Understanding Asyncio in Python

Most Python developers may have only worked with synchronous code in Python. However, if you are a data scientist, you may have used the multiprocessing library to run some calculations in parallel. And if you are a web developer, you may have come across concurrency with threading. Both multiprocessing and threading are advanced concepts in Python and have their own specific fields of application.

What Is Asyncio?

Asyncio is a Python library that’s used to write concurrent code with async and await syntax. It’s used primarily in I/O-bound tasks, such as web page development or fetching data from APIs.

Aside from multiprocessing and threading, there is another, new member in the concurrency family of Python, asyncio. Asyncio is a library used to write concurrent code with the async/await syntax. Similar to threading, asyncio is suitable for I/O-bound tasks, which are very common in practice. We’ll go over the basics of asyncio and demonstrate how to use this new library to write asynchronous code.

What’s the Difference Between CPU-Bound and I/O-Bound Tasks?

Before we get started with the asyncio library, it’s important to understand what CPU-bound and I/O-bound tasks are because they determine which library should be used to solve your particular problem.

A CPU-bound task spends most of its time doing heavy calculations with the CPUs. If you are a data scientist and need to crunch a huge amount of data to train machine learning models, then it’s a CPU-bound task. In this case, you should use multiprocessing to run your jobs in parallel and make full use of your CPUs.

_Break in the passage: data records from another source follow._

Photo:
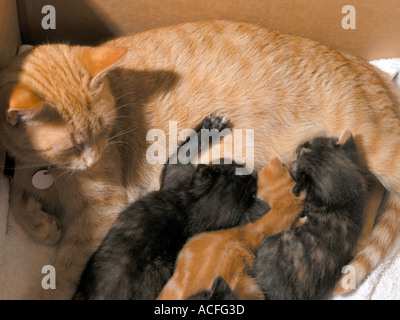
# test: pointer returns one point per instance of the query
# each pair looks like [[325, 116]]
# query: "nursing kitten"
[[220, 290], [230, 253], [138, 255], [68, 107], [305, 262]]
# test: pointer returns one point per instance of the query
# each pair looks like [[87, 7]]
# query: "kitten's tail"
[[382, 238]]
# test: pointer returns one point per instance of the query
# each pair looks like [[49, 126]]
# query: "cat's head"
[[222, 199], [275, 182], [56, 105], [220, 290], [328, 168]]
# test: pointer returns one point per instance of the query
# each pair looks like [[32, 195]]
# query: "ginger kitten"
[[137, 256], [306, 261], [230, 253], [83, 113]]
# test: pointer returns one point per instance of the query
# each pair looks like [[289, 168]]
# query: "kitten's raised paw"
[[42, 226], [215, 122]]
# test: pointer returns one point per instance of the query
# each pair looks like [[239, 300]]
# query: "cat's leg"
[[375, 199], [87, 230], [387, 226], [383, 236], [28, 212]]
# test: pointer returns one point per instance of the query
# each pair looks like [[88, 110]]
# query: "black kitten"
[[220, 290], [137, 256], [305, 262]]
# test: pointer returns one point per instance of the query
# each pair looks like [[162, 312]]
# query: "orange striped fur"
[[230, 253]]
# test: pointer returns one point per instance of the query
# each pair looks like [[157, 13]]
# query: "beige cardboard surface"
[[92, 21], [9, 31]]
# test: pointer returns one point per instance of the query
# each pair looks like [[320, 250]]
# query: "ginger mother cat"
[[68, 108]]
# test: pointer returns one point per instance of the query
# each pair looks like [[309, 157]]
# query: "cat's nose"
[[91, 162]]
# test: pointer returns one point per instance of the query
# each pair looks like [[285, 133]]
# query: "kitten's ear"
[[220, 288], [301, 185], [256, 211], [23, 103], [344, 137], [99, 59], [346, 140]]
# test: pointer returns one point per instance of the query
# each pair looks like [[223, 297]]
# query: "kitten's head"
[[275, 183], [329, 169], [57, 106], [221, 199], [220, 290]]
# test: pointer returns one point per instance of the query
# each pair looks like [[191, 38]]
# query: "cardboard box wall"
[[377, 33]]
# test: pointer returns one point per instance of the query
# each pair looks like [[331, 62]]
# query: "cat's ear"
[[23, 103], [346, 139], [99, 59], [344, 136]]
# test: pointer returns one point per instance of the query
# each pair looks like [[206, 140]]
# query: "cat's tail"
[[381, 240]]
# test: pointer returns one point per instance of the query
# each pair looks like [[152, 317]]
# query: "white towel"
[[390, 66]]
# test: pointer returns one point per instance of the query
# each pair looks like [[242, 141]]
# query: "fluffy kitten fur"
[[137, 256], [220, 290], [230, 253], [305, 262], [99, 103]]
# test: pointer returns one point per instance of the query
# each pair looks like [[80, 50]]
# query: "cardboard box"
[[376, 34]]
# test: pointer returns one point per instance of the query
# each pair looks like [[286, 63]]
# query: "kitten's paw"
[[42, 226], [215, 122], [343, 286]]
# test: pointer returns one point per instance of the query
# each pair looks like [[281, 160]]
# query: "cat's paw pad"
[[215, 122], [44, 227]]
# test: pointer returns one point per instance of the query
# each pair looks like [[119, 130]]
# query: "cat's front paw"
[[41, 225], [215, 122]]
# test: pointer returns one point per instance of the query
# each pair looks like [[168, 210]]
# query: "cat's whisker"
[[117, 108], [123, 132]]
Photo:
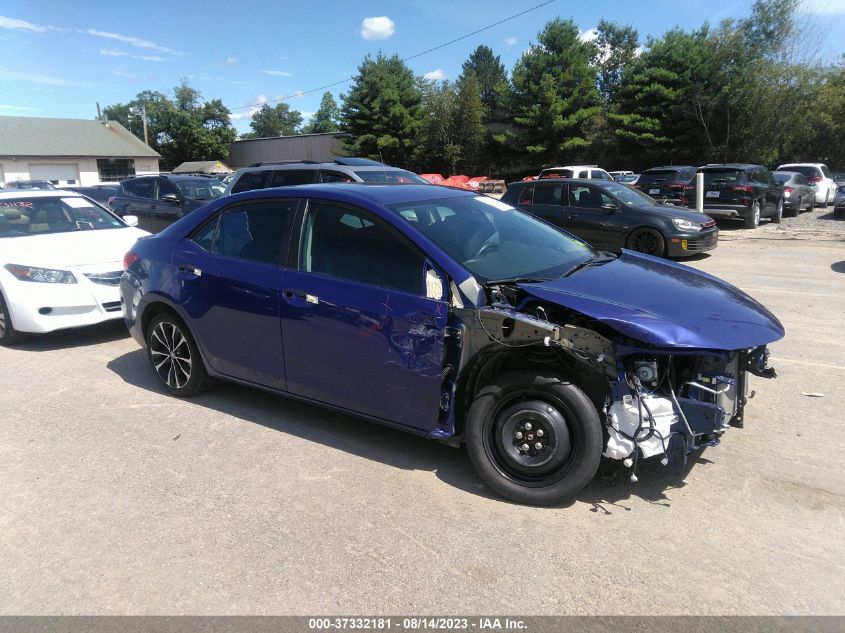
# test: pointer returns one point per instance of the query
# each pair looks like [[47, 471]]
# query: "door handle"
[[190, 270], [300, 296]]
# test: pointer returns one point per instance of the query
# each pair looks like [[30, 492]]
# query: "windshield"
[[391, 177], [492, 240], [39, 216], [201, 189]]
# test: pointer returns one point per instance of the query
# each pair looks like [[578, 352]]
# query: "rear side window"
[[287, 177], [349, 244], [250, 180], [255, 232], [141, 188]]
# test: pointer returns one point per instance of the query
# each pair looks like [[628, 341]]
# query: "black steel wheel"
[[534, 438], [752, 220], [174, 356], [8, 334], [648, 241]]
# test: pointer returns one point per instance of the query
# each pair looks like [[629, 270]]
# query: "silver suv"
[[304, 172]]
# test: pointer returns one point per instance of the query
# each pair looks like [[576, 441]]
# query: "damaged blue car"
[[453, 316]]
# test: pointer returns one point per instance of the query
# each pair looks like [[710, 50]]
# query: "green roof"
[[32, 136]]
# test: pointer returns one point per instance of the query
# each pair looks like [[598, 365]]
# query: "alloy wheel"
[[171, 354]]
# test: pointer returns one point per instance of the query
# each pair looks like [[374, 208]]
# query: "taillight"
[[129, 259]]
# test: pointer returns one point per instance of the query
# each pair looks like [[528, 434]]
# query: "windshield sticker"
[[495, 203], [77, 203]]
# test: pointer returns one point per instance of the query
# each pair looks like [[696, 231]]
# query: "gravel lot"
[[117, 499]]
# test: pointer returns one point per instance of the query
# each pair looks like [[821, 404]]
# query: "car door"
[[359, 331], [589, 221], [230, 271], [164, 212]]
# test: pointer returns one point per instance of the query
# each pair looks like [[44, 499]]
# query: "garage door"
[[58, 173]]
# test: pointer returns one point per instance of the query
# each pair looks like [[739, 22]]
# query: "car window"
[[287, 177], [350, 244], [335, 176], [250, 180], [588, 197], [548, 193], [253, 231], [139, 188]]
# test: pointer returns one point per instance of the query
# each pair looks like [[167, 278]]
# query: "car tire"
[[778, 216], [648, 241], [8, 334], [752, 220], [566, 431], [174, 356]]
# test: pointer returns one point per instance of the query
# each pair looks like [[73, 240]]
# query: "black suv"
[[158, 201], [304, 172], [742, 191], [669, 183]]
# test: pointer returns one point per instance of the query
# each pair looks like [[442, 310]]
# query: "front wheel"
[[648, 241], [534, 438], [8, 334], [752, 220], [175, 358]]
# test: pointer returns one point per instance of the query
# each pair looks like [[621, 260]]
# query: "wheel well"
[[488, 366]]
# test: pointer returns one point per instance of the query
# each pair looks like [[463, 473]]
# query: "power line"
[[405, 59]]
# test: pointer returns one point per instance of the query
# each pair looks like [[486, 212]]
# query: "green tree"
[[326, 117], [382, 111], [276, 120], [555, 95]]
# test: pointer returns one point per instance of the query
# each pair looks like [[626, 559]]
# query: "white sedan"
[[61, 259]]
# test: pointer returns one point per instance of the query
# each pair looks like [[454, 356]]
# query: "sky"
[[61, 58]]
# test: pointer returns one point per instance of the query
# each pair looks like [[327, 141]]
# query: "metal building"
[[317, 147]]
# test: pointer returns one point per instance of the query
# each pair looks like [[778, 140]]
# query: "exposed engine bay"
[[658, 402]]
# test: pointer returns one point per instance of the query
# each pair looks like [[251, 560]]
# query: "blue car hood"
[[663, 303]]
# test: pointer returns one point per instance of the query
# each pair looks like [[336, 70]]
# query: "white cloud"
[[589, 35], [133, 41], [114, 52], [435, 75], [827, 7], [12, 23], [377, 28]]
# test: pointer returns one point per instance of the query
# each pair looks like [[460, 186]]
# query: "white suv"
[[819, 177], [576, 171]]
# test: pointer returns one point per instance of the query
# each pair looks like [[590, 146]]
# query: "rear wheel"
[[534, 438], [776, 218], [752, 220], [8, 334], [174, 356], [648, 241]]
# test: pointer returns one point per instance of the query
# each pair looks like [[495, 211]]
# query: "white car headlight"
[[41, 275], [686, 225]]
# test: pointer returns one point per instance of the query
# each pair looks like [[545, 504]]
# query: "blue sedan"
[[454, 316]]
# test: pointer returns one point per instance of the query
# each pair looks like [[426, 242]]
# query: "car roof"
[[7, 194], [383, 194]]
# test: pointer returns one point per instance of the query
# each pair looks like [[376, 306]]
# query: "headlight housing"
[[41, 275], [686, 225]]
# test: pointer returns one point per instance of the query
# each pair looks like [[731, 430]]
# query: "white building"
[[71, 151]]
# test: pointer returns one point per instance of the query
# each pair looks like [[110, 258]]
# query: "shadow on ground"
[[385, 445], [75, 337]]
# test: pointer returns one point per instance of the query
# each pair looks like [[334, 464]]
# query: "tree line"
[[744, 90]]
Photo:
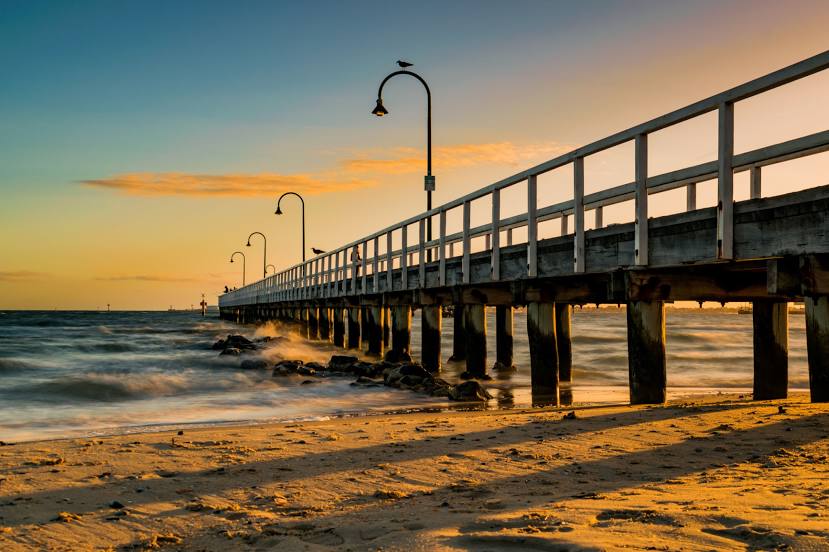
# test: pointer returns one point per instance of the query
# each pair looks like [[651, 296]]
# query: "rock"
[[469, 376], [342, 363], [393, 355], [469, 391], [253, 364]]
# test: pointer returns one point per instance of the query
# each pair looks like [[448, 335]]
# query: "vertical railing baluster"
[[755, 183], [725, 181], [640, 225], [467, 242], [532, 226], [422, 253], [578, 215], [495, 269], [404, 265], [442, 249]]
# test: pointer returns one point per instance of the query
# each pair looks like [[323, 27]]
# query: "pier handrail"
[[337, 273]]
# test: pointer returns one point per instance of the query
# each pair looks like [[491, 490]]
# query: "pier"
[[765, 250]]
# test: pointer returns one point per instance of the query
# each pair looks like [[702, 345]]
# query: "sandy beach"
[[710, 473]]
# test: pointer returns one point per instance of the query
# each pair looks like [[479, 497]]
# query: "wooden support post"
[[646, 352], [386, 327], [458, 335], [313, 323], [541, 330], [325, 323], [564, 342], [375, 330], [430, 328], [817, 346], [474, 321], [339, 327], [503, 337], [354, 327], [771, 349], [401, 328]]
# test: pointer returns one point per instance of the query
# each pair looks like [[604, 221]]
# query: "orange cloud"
[[237, 185], [408, 160], [355, 173]]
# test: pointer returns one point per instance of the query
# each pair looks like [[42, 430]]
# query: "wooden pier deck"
[[765, 250]]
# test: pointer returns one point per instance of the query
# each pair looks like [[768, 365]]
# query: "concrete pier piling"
[[541, 331], [474, 325], [354, 329], [817, 346], [374, 330], [430, 323], [401, 328], [504, 328], [646, 352], [325, 323], [339, 327], [458, 334], [771, 349]]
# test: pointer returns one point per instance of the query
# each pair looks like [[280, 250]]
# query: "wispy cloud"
[[14, 276], [359, 171], [146, 278]]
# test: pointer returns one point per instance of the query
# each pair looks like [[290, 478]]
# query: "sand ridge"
[[703, 474]]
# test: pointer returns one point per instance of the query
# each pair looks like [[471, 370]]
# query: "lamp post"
[[279, 212], [429, 180], [264, 252], [243, 264]]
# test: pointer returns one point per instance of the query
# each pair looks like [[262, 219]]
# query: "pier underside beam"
[[504, 329], [474, 323], [564, 342], [646, 352], [354, 323], [771, 349], [544, 371], [431, 323], [817, 346], [401, 328], [339, 327]]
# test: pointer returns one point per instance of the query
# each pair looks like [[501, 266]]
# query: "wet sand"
[[699, 474]]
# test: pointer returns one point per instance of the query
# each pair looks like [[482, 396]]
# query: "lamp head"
[[379, 110]]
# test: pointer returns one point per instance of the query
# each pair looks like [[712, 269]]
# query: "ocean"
[[68, 374]]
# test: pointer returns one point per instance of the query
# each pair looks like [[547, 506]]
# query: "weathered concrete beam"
[[771, 349], [817, 346], [504, 328], [646, 352], [339, 326], [354, 341], [564, 342], [474, 323], [541, 331], [401, 328], [374, 330], [458, 334], [430, 324]]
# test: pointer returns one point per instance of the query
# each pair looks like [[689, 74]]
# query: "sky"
[[141, 142]]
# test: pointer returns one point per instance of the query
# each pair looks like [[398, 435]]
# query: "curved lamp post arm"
[[243, 264], [264, 252], [380, 110], [279, 212]]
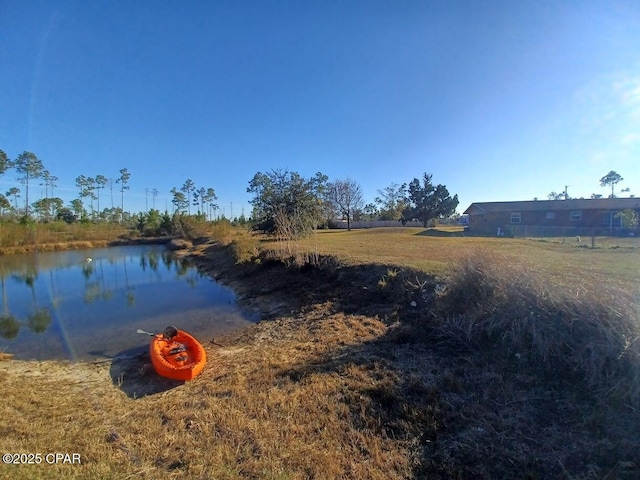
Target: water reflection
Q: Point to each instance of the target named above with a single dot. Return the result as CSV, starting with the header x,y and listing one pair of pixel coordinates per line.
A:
x,y
56,304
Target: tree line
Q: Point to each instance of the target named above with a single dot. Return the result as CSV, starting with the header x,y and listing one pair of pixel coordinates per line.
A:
x,y
86,207
283,202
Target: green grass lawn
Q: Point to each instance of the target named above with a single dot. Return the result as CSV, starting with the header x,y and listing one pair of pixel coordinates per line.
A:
x,y
437,251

An I/O-bound task spends most of its time waiting for I/O responses, which can be responses from web pages, databases or disks. If you’re developing a web page where a request needs to fetch data from APIs or databases, it’s an I/O-bound task. Concurrency can be achieved for I/O-bound tasks with either threading or asyncio to minimize the waiting time from external resources.

More on Python__new__ vs. __init__ Methods in Python

Asyncio vs. Threading

Now that you know that both threading and asyncio are suitable for I/O-bound tasks, what are the differences?

First, threading uses multiple threads, whereas asyncio uses only one. Threading is easier to understand because the threads take turns to run the code and thus achieve concurrency. But how is it possible to achieve concurrency with a single thread?

Well, threading achieves concurrency with preemptive multitasking, which means we can’t determine when to run which code in which thread. It’s the operating system that determines which code should be run in which thread. The operating system can switch the control at any point between threads. This is why we often see random results with threading.

On the other hand, asyncio achieves concurrency with cooperative multitasking. We decide which part of the code can be awaited, which then switches the control to run other parts of the code. The tasks need to cooperate and announce when the control will be switched out. And all this is done in a single thread with the await command. This will be clearer when we see the code later.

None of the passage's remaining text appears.